前提としてグリップの形状をしたバッテリーケースを、カメラ底面の三脚用ネジ穴にネジネジして取り付けます。
これにはシャッターボタンや各種ダイヤルなどが装備されているため、ヨコ構図の通常撮影と同じ感覚(構え方)でタテ構図の写真が撮れるようになります。
もうひとつは、バッテリーホルダーとボディー本体の双方に装填したバッテリーから給電するため、カメラの稼働時間が長くなります。
Canonの最新鋭高級機 EOS R5 Mark II は、動画撮影時の熱対策として冷却ファンを搭載するなど、用途に合わせて3種類も用意されており、気合いの入れようが違います!
OM SYSTEMとNikonは、製品名に「パワー」なんて言葉があるので、あたかもこのアイテムを装着すればカメラの性能がアップして、オートフォーカスが通常の3倍のスピードになるのかな?…などと過度な期待をしてはいけません。
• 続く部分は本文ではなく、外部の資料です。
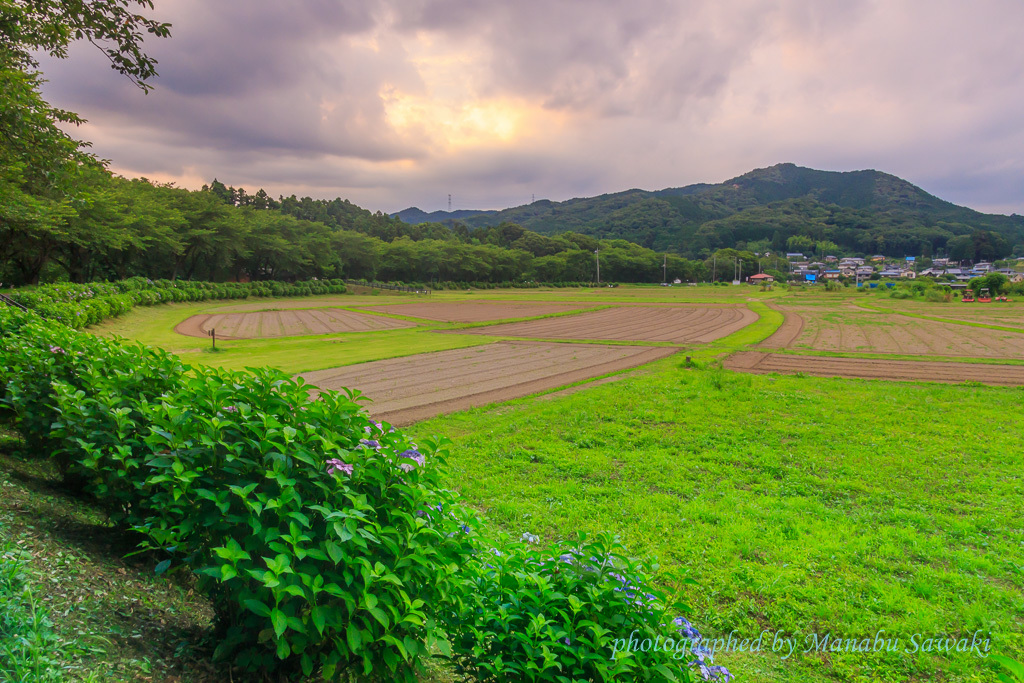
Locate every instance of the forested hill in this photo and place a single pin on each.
(859, 211)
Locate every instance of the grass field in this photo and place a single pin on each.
(798, 505)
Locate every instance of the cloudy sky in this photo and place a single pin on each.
(401, 102)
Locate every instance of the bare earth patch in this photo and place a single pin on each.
(669, 324)
(753, 361)
(414, 388)
(453, 311)
(787, 333)
(860, 331)
(260, 325)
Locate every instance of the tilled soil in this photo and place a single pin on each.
(679, 324)
(787, 333)
(260, 325)
(754, 361)
(446, 311)
(417, 387)
(860, 331)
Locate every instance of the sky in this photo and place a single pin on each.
(399, 103)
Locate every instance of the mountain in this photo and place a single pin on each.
(858, 211)
(416, 215)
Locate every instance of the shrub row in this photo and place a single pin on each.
(81, 305)
(325, 541)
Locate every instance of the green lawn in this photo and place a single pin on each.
(799, 505)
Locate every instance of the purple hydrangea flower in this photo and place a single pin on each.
(414, 455)
(334, 465)
(720, 673)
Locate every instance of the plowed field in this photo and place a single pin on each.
(413, 388)
(853, 331)
(475, 311)
(264, 324)
(752, 361)
(669, 324)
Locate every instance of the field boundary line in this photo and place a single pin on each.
(897, 356)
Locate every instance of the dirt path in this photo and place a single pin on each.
(754, 361)
(414, 388)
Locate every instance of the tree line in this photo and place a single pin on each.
(114, 228)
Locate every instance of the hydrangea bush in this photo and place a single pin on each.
(325, 541)
(589, 612)
(82, 305)
(322, 537)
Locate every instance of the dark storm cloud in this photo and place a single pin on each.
(652, 93)
(255, 76)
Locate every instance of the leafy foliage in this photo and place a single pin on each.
(569, 613)
(27, 640)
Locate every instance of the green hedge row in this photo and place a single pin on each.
(82, 305)
(326, 542)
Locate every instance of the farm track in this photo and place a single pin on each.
(676, 324)
(760, 363)
(414, 388)
(260, 325)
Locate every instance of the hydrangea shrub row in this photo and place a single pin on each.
(81, 305)
(325, 541)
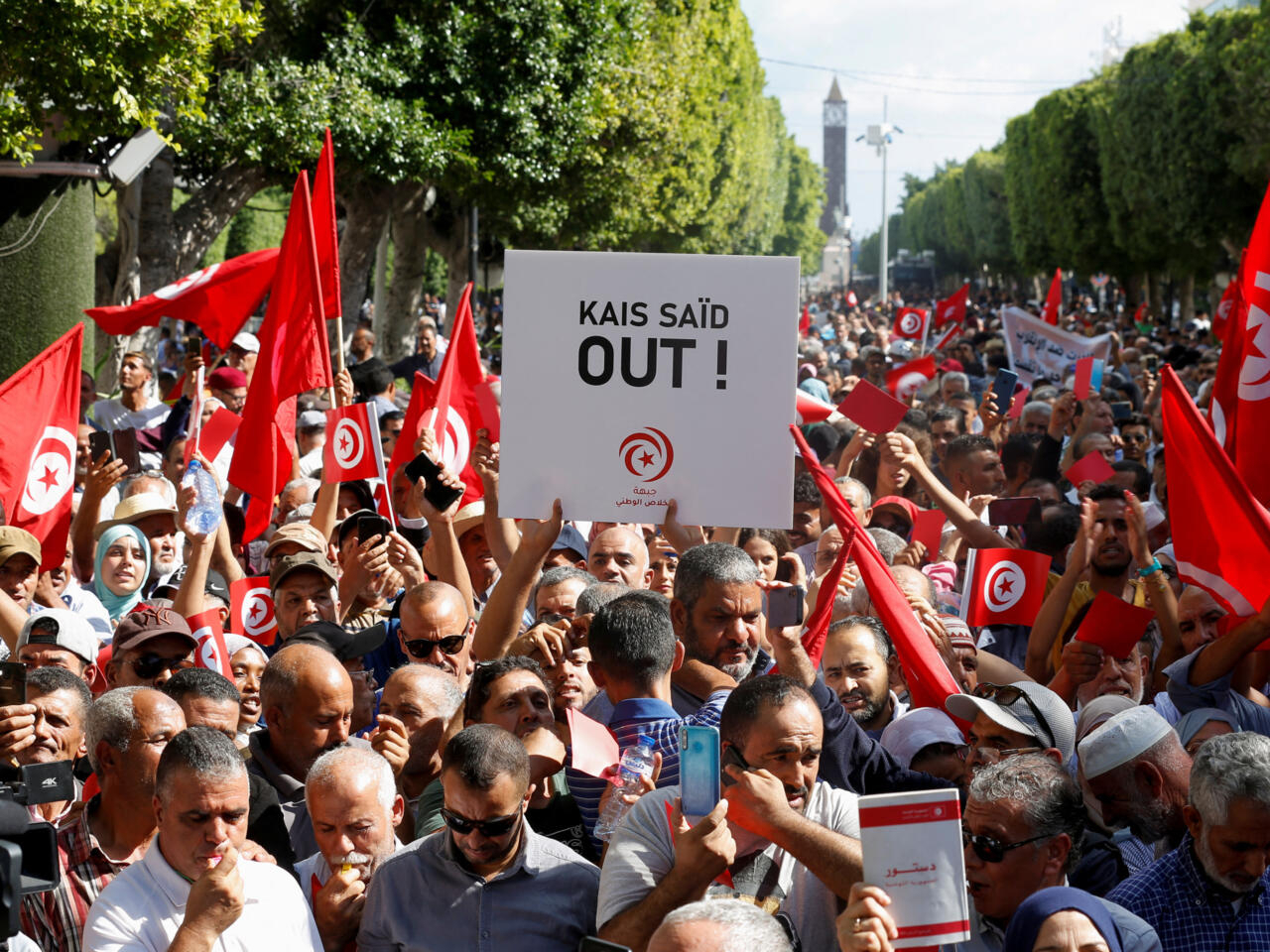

シャア専用ザクのようなぶっちぎりパワーはどこにもありません。
とは言え、Canonの「バッテリーグリップ」は気合いの割にそのまんまの名前で捻りがなく、「縦位置グリップ」のSONYに至っては事務用品のような実直なネーミングで、購買意欲に影響しないか心配です(杞憂でしたらご放念ください)。
古いフィルムカメラには「モータードライブ」がありました
1枚1枚写真を撮るたびに手巻きのレバーでフィルムをチャージしていたカメラには、外付けのモーターでフィルムを巻き上げることで連続撮影を可能にした「モータードライブ」というアクセサリーがありました。
カメラに装着した際の全体のフォルムはバッテリーホルダーのそれと似ていますが、このモータードライブはまさにカメラをパワーアップさせるメカであり、合体ロボのようなカッコ良さがありました。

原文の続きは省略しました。